Unfortunately, Jefferson followed the great Protestant tradition of cutting out all those parts of Scripture he didn't like. Jefferson was also prudent enough to refrain from telling very many people that he didn't believe Jesus was God. Thus, Jefferson was never required to face how ludicrous his position actually was. Unfortunately, because he never faced his lunacy, most other people haven't recognized his lunacy.

As a result, everyone who has subsequently built within Jefferson's Potemkin village has faced the problem Jefferson refused to recognize: without the context of Christian belief, the Declaration of Independence is an absurd document. If Christ is not God, then the Declaration, and the Constitution that was built upon it, deserves to join Marx, Engels and Lenin on the ash heap of history.

The US Constitution, the oldest founding document in the world, is built on the principles espoused in the Declaration of Independence. If we abandon the Christian belief system that provides the Constitution its foundational support, then Justice Ginsberg is correct to say the Constitution should likewise be abandoned.
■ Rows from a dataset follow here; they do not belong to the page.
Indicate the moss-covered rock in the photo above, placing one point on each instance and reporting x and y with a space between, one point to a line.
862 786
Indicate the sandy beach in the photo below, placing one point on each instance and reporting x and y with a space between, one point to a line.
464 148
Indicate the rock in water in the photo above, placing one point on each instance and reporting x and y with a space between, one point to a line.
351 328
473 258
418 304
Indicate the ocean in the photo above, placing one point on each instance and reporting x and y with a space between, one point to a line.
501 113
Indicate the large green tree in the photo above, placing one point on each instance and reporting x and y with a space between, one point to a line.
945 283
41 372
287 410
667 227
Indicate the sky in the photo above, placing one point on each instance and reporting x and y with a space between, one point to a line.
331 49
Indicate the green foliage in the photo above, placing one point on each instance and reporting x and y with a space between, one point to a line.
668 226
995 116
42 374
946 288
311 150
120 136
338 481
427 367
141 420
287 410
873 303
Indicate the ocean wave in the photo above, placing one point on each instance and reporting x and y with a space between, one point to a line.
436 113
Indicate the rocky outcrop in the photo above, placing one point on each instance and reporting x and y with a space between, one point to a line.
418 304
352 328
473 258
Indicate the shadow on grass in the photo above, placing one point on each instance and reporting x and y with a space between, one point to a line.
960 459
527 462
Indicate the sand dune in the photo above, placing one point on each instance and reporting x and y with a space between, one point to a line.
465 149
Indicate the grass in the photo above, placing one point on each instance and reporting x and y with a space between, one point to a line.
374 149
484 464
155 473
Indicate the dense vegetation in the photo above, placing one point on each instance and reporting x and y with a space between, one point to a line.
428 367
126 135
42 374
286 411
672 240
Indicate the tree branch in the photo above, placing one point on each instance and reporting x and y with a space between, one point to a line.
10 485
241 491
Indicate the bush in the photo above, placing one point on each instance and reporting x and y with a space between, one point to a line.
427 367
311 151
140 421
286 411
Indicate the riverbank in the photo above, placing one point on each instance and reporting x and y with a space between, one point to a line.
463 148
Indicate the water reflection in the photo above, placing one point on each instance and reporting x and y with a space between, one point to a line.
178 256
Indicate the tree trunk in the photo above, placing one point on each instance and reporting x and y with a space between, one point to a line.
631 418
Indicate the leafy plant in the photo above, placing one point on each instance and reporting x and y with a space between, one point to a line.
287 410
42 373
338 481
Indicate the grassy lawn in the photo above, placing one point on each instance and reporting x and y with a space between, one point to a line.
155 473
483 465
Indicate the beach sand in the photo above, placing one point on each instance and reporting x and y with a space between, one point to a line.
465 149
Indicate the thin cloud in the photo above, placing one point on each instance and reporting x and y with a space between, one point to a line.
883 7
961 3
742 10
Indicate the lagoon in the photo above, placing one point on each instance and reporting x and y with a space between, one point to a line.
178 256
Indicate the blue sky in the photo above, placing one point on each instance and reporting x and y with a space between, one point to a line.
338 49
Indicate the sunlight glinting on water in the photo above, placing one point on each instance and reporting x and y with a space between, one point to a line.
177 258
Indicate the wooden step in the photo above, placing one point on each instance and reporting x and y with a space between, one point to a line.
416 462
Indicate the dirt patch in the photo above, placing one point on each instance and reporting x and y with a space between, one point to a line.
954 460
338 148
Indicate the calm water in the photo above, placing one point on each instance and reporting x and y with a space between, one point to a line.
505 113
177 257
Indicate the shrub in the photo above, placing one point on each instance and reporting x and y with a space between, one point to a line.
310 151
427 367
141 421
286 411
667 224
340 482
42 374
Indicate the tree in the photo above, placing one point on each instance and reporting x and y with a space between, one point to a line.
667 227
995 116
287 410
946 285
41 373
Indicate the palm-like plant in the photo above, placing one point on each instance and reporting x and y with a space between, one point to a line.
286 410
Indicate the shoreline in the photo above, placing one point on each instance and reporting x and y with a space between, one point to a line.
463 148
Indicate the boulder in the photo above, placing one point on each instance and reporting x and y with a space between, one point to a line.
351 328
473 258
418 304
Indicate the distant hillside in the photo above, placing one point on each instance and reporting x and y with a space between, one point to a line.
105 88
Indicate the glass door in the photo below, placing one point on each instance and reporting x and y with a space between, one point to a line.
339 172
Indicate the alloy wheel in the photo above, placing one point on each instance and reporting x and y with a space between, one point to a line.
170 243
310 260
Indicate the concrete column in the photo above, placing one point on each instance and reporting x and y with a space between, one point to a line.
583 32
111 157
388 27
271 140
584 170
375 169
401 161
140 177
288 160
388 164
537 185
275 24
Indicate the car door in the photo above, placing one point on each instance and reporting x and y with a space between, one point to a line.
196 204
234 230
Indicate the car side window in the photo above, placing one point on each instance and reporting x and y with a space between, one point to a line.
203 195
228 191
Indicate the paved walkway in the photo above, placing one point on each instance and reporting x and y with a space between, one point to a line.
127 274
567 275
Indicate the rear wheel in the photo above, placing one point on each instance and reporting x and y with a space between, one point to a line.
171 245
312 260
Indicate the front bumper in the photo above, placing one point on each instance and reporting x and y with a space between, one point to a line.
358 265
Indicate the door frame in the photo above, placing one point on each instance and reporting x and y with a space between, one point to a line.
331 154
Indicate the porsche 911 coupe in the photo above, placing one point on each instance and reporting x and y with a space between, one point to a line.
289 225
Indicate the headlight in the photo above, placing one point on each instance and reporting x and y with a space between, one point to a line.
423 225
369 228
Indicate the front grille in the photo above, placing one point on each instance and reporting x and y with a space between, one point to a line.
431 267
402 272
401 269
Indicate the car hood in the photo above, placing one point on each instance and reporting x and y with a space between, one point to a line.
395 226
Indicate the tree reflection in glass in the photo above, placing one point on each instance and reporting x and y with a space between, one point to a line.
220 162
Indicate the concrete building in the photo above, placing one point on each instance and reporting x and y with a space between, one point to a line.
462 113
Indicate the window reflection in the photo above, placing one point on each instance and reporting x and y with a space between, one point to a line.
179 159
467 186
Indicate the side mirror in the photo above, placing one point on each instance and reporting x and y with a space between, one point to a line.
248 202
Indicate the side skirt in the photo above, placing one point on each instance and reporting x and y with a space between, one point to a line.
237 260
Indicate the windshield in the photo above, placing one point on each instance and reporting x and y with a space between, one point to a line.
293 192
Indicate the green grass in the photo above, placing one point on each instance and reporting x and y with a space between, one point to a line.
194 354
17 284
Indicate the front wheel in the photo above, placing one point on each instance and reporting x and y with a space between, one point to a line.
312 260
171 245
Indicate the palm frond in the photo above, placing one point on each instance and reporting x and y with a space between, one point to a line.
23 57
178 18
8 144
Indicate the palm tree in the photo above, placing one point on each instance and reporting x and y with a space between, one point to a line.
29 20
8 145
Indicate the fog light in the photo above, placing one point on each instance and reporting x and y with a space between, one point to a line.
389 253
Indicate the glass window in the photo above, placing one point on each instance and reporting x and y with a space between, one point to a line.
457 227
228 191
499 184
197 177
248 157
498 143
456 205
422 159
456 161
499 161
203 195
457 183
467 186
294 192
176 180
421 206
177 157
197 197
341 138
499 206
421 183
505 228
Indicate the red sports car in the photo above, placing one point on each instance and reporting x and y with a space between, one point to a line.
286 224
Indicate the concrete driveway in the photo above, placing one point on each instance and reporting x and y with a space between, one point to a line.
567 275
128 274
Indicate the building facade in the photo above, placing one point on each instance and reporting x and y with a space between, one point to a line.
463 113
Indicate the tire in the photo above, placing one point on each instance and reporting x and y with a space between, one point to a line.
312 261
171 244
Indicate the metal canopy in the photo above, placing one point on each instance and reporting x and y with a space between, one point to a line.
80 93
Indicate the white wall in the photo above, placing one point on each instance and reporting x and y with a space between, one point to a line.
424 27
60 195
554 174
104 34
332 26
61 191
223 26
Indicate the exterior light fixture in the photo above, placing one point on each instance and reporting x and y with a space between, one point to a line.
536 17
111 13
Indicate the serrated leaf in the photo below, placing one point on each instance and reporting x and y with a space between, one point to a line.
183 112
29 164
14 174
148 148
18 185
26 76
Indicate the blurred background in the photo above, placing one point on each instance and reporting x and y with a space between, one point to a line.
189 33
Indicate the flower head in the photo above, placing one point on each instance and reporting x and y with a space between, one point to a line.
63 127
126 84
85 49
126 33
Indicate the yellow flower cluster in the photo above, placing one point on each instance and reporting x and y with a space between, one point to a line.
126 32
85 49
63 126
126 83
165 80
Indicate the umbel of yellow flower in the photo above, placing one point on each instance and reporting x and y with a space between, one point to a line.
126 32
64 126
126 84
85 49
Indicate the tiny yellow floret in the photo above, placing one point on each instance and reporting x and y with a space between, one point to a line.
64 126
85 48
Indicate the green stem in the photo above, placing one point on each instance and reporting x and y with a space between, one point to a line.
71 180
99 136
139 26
Antonin Scalia vigorously defended the Constitution because Antonin Scalia was a devout Catholic.  He had the necessary background and context to understand how the Constitution should be applied. He had the foundation in Christ necessary to make sense of both the Declaration and the Constitution.  Thus, we see the basic tension between Scalia and Ginsberg. Christ is the Word who binds together a broken world (Scalia). Without Christ, the broken world is absurdist, impossible, surreal (Ginsberg). Both positions are absolutely correct. In that sense, there is absolutely no difference between what Scalia says and what Ginsberg says. They simply start from different unspoken premises, but their respective conclusions are inarguably accurate.

Those who do not accept Christianity are faced with Jefferson's paradox: how to apply the healing balm of "all are equal in Christ Jesus" to a fallen world wherein they refuse to admit "Christ Jesus" yet wish to retain "all are equal".  Jefferson, Marx, Lenin, Obama, Clinton, Trump - they all beat their head against the atheistic wall they have built. As long as the wall stands, the world will not be healed.